To explore this incongruence more thoroughly in our manuscript, we have revised the text in the Discussion section 'Reconciling the genomic and fossil records of Plio-Pleistocene equid evolution'. We note that this type of problem is not unique to equids, and certainly one into which genomic data from increasingly diverse lineages may help to improve, in particular as methods to recover genomic data from increasingly old and poorly preserved remains improve.

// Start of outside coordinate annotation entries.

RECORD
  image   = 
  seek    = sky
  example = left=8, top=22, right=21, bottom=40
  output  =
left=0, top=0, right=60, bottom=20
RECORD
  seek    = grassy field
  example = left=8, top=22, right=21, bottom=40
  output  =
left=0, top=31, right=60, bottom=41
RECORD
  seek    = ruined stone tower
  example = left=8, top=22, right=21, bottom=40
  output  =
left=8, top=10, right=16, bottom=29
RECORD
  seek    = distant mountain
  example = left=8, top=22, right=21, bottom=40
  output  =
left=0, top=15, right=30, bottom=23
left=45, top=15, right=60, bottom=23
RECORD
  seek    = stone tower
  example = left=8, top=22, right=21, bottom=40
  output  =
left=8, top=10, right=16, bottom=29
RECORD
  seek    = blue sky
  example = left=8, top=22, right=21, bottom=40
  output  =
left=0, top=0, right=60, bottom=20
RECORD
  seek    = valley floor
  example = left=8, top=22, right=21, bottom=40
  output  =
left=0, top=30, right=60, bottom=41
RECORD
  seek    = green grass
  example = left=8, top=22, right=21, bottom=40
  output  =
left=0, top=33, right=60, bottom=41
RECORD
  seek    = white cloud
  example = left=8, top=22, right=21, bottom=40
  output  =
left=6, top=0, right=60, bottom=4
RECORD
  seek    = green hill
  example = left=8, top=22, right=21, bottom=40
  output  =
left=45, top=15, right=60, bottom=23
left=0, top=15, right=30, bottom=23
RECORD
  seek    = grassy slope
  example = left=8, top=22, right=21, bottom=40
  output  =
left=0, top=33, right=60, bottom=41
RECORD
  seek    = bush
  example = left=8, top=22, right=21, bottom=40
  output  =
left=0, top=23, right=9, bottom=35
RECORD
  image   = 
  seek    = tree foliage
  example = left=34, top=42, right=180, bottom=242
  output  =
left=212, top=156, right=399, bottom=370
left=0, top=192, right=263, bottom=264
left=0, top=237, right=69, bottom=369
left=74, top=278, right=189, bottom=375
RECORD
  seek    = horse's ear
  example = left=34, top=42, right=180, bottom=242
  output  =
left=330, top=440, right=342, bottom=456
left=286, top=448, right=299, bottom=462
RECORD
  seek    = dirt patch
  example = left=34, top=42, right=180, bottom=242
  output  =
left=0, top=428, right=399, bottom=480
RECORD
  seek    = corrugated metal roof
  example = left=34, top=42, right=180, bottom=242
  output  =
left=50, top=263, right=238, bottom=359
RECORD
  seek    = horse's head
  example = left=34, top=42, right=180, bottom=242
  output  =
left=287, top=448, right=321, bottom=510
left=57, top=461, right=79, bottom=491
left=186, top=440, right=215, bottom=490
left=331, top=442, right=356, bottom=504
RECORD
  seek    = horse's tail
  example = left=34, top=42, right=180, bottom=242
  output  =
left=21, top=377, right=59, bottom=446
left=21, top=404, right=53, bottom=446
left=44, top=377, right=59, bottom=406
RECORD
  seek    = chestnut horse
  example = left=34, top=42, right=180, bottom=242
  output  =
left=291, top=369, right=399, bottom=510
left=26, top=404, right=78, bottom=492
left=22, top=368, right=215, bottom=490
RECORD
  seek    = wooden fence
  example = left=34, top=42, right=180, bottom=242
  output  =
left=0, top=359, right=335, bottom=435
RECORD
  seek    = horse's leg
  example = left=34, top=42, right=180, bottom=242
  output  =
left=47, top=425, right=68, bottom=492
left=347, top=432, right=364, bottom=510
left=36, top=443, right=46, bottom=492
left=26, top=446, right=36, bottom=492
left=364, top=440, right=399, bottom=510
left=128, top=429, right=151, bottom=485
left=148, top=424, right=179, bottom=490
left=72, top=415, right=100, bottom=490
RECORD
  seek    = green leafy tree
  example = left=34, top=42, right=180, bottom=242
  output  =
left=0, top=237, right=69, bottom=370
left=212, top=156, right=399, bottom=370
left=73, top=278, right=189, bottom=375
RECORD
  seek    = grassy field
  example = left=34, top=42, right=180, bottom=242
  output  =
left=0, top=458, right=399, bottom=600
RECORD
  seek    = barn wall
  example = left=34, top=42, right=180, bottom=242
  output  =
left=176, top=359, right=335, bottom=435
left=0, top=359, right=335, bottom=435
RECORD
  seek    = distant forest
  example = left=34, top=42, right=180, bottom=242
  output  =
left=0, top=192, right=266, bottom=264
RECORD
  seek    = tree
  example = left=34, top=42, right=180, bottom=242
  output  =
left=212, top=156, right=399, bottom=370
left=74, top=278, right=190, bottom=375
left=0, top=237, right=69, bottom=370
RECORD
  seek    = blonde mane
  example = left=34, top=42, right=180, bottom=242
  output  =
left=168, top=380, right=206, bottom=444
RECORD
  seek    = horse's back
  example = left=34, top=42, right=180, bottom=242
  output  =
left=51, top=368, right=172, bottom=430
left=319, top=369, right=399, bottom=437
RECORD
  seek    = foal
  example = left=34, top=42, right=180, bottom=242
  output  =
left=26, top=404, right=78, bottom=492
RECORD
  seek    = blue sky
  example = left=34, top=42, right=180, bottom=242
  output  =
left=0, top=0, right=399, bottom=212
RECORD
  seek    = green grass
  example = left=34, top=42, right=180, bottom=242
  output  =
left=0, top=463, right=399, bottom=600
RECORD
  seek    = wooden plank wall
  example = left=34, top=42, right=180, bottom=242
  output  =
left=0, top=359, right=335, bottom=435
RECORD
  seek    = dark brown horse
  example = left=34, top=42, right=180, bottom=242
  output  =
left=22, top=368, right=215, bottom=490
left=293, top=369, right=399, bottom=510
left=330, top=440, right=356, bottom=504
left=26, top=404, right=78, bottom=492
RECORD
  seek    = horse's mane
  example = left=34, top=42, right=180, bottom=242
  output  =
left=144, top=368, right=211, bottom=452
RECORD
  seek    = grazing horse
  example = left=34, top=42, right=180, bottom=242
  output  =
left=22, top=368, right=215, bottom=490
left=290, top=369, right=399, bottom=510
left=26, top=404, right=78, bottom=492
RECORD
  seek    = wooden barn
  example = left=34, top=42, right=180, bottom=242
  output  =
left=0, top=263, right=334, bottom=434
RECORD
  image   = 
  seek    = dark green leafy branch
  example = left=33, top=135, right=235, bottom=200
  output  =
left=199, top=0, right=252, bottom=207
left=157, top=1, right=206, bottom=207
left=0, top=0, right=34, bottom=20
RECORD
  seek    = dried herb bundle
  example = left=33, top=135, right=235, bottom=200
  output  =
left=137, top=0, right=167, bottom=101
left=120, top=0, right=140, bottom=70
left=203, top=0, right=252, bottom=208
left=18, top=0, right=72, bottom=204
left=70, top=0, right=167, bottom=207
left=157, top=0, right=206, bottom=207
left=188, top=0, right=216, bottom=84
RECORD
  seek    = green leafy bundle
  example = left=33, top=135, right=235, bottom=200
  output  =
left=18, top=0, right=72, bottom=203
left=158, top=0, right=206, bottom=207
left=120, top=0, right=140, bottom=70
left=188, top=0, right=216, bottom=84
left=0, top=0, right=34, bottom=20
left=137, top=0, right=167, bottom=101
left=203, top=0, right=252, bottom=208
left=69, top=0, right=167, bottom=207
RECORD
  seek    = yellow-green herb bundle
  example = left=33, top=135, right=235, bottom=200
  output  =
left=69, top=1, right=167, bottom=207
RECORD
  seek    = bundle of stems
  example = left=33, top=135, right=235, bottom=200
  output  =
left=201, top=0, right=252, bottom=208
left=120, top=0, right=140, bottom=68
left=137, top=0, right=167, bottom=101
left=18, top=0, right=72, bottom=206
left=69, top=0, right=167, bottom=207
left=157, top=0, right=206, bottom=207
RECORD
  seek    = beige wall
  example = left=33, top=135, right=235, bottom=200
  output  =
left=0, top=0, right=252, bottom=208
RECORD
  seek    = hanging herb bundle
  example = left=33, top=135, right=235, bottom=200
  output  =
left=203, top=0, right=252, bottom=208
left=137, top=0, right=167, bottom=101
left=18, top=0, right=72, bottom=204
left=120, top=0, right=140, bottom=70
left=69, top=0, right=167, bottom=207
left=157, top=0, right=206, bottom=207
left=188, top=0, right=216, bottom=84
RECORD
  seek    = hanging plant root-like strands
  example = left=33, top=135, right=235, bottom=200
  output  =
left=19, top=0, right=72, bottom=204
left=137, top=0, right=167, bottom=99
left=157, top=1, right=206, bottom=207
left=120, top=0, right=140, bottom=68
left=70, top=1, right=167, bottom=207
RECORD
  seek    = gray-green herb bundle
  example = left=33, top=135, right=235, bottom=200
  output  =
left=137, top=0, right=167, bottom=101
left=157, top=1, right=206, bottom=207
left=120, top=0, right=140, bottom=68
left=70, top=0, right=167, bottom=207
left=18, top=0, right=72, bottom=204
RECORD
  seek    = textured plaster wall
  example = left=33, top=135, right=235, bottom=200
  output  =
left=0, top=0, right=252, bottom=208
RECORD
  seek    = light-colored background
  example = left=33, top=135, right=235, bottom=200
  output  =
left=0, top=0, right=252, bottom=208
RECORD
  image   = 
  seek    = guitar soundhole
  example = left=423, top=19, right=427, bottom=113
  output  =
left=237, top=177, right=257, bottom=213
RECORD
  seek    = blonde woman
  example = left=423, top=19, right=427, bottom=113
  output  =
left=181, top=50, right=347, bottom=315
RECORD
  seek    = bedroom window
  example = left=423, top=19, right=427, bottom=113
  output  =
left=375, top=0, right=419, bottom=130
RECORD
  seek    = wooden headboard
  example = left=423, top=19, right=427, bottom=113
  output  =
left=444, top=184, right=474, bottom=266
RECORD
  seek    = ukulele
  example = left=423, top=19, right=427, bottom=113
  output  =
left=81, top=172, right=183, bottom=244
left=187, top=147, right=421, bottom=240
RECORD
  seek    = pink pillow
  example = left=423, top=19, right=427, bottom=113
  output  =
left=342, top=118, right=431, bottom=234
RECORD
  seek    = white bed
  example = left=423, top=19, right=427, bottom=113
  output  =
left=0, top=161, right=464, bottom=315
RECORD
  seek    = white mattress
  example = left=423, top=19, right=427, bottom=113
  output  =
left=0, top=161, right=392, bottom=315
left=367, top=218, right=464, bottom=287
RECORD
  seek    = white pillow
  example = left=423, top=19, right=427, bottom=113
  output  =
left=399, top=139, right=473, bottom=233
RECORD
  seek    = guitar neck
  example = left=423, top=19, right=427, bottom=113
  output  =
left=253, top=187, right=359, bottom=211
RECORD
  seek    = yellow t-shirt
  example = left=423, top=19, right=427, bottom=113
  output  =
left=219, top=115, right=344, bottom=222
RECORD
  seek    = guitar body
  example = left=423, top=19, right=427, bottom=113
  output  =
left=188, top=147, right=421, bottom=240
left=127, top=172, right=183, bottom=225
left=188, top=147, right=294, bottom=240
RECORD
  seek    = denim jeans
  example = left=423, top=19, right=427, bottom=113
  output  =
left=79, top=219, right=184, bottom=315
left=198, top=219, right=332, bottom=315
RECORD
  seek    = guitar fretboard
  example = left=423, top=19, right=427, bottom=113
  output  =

Orlando, L. et al. Recalibrating Equus evolution using the genome sequence of an early Middle Pleistocene horse. Nature, 499(7456), 749678 (2013).

Vilstrup, J. T. et al. Mitochondrial phylogenomics of modern and ancient equids. PLoS ONE 8, e55950 (2013).

MacFadden, B. J. & Carranza-Castaneda, O. Cranium of Dinohippus mexicanus (Mammalia Equidae) from the early Pliocene (latest Hemphillian) of central Mexico and the origin of Equus. Bulletin of the Florida Museum Natural History 43, 16396185 (2002).